TYLER (KYTX) - After the mass shooting at Sandy Hook Elementary in Connecticut, there has been talk across the nation about possible gun control legislation. As those talks continue, guns are flying off the shelves, and demand is up. That has prices skyrocketing.
When it comes to guns, hunting safety instructor Roderick Craig knows his stuff.
"I've spent about 50-55 years with firearms of all kinds," he said.
He's around guns every day for work, and has his own personal collection at home.
"Five rifles, 8 shotguns and three pistols."
The gun buff keeps tabs on the industry and describes the weeks following the Sandy Hook tragedy as chaos.
"It started immediately at the sporting good outlets," he said. Guns were bought off of every rack in town. "I saw no semi automatic military style weapons on the shelves."
Then, the madness spread to the gun shows.
"They were packed!" Craig said.
Along with long lines, were bigger price tags.
"I heard in Longview they were actually doubling, and people weren't scared at all to open their wallets up and shell that kind of money out," he said.
We spoke to members of a company called G &S, that runs some of the gun shows all over the county, including East Texas.
A spokes person says sellers at shows can raise the prices as high as they want, and most are asking for at least $200 - $300 more than usual.

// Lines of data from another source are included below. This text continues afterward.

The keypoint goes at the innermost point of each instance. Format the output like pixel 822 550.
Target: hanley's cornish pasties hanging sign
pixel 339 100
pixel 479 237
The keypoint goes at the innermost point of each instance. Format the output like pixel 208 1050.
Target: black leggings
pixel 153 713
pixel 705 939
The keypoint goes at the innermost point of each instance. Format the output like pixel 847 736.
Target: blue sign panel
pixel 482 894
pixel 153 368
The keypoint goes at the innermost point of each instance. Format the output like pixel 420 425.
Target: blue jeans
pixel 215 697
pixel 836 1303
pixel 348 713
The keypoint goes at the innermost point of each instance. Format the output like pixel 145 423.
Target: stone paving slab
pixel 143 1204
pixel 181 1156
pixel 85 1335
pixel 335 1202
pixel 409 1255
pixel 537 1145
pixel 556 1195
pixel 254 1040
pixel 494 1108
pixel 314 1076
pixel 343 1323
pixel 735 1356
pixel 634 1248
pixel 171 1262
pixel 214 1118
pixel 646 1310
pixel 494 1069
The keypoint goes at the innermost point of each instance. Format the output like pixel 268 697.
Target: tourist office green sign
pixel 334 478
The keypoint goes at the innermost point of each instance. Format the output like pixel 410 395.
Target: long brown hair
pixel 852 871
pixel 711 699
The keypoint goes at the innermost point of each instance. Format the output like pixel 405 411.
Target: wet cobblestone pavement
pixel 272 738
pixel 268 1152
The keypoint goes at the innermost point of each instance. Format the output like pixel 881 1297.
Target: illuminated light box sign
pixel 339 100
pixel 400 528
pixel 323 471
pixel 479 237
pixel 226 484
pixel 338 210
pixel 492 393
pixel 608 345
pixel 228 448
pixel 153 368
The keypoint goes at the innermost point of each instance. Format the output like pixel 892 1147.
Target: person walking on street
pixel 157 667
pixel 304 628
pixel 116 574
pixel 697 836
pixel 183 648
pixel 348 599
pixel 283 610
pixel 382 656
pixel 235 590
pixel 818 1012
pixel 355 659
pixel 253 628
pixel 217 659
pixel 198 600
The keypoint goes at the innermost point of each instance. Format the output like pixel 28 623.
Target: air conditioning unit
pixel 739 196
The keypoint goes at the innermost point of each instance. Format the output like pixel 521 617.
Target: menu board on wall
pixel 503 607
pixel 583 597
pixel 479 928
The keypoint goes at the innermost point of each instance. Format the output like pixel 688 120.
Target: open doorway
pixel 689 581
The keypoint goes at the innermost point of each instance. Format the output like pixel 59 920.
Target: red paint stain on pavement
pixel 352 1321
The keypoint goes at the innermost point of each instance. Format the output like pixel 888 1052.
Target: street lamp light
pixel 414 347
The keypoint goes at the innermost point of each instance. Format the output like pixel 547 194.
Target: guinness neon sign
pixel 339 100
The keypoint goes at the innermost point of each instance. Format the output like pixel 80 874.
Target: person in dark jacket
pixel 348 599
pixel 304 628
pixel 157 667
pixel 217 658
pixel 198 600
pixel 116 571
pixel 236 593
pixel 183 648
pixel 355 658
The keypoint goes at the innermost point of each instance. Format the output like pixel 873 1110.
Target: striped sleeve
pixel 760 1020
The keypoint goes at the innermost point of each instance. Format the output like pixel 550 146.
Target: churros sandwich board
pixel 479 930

Craig says the increases are shocking, and because of the price increases, he's thinking about selling this gun that he bought for $1,100. At one of the gun shows he thinks he can get almost double the price back for it.
"I'm seriously thinking about looking into it because there would be some firearms I'd be interested in if I could get my money back from this one or maybe double it!" he said.
As politicians mull over possible gun control legislation, experts say the race to collect semi automatic guns and ammo probably won't end any time soon.